Geoff nearly shed his skin. He hadn’t heard a sound. “Cal! I could've dropped over dead. You could give a man warning. You’re sneakier than a cat.” His whisper carried only as far as the squat, dark-haired man.
Cal chuckled and dropped down beside him, leaning his rifle against another tree. “Thought you might be out here.”
“Appreciate the help. And the company. I sure didn’t want to fall asleep. This way we can take turns watching.” Geoff shifted off an uncomfortable bulge in the ground beneath him.
“That’s what I thought. That boy starts a fire this year and he’ll get what he has coming to him.” Cal gripped his rifle and laughed.
Geoff flinched. “I’d rather take him in. He’s just a boy.”
“They’ll slap his hand and let him go. If he gets away with it, everyone else will think they can. The whole family needs shooting.”
“They all think they’re better’n us. First ol’ man Boston, then Gloria, then Mrs. Boston, then even young Billy.” Cal picked up his rifle and pointed it at a raccoon on the creek bank.
A finger of ice chilled the back of Geoff’s neck. Now what, Lord? “So, uh, this would be the way to get even, huh?”
“Yeah.” He swung the rifle around toward a buck that raised his head in the field. “Wow, that would be a nice rack to put over my fireplace, if I had a fireplace. If we didn’t need to keep quiet, I’d kill him anyway, fireplace or no.”

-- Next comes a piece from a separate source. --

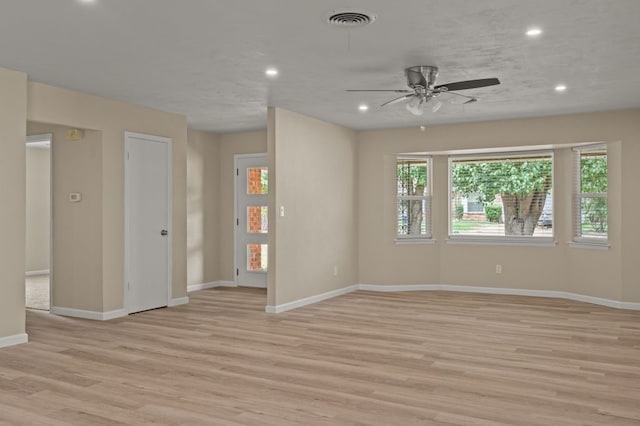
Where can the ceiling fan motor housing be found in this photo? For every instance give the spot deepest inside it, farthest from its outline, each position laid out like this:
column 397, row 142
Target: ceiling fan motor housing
column 421, row 76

The deer’s stiff posture and gaze to the north alerted them. The deer bounded off when a figure on horseback slid from his mount’s back and walked toward the field, something long and slender in his hands.
Cal’s rifle rose.
“Wait.” Geoff put his hand on the barrel, but Cal had already fired, the sound splintering the silence into a thousand shocks.
The figure at the edge of the field screamed.
“I got him! I got him!” Cal sprang up and ran toward the fallen boy.
Geoff followed. “Stop, Cal!”
Cal stood over the trembling boy. His rifle pointed at Billy’s wide eyes.
“No!” Geoff kicked the rifle out of Cal’s grip.
Cal turned. “What did you do that for?”
His fist connected with Geoff’s chin, and he fell to the ground. He rolled toward the rifle. Cal stomped on his hand and reached for the gun.
Geoff grabbed Cal’s leg and pulled, toppling him. Cal rose to his knees, but Geoff rammed his head into the man’s stomach and grabbed again for the rifle. This time Geoff reached it and flung it as hard as he could. The gun landed in a tangle of thistles.
Cal thrust his hand into the thistles and pulled it back, yelping with pain.
Geoff grabbed Cal’s wrists and lifted his arms high on his back. “Billy! Go get the rope off my saddle—over there, behind the trees.” Geoff pointed with his chin.
Billy stood, gripping one bloody shoulder. Grunting with pain, he walked to Geoff’s partially hidden horse and pulled the rope off the saddle horn.
Between them, they tied Cal’s arms behind him, lifted him to his horse, and took him into town. The sheriff might be interested in this night’s activities.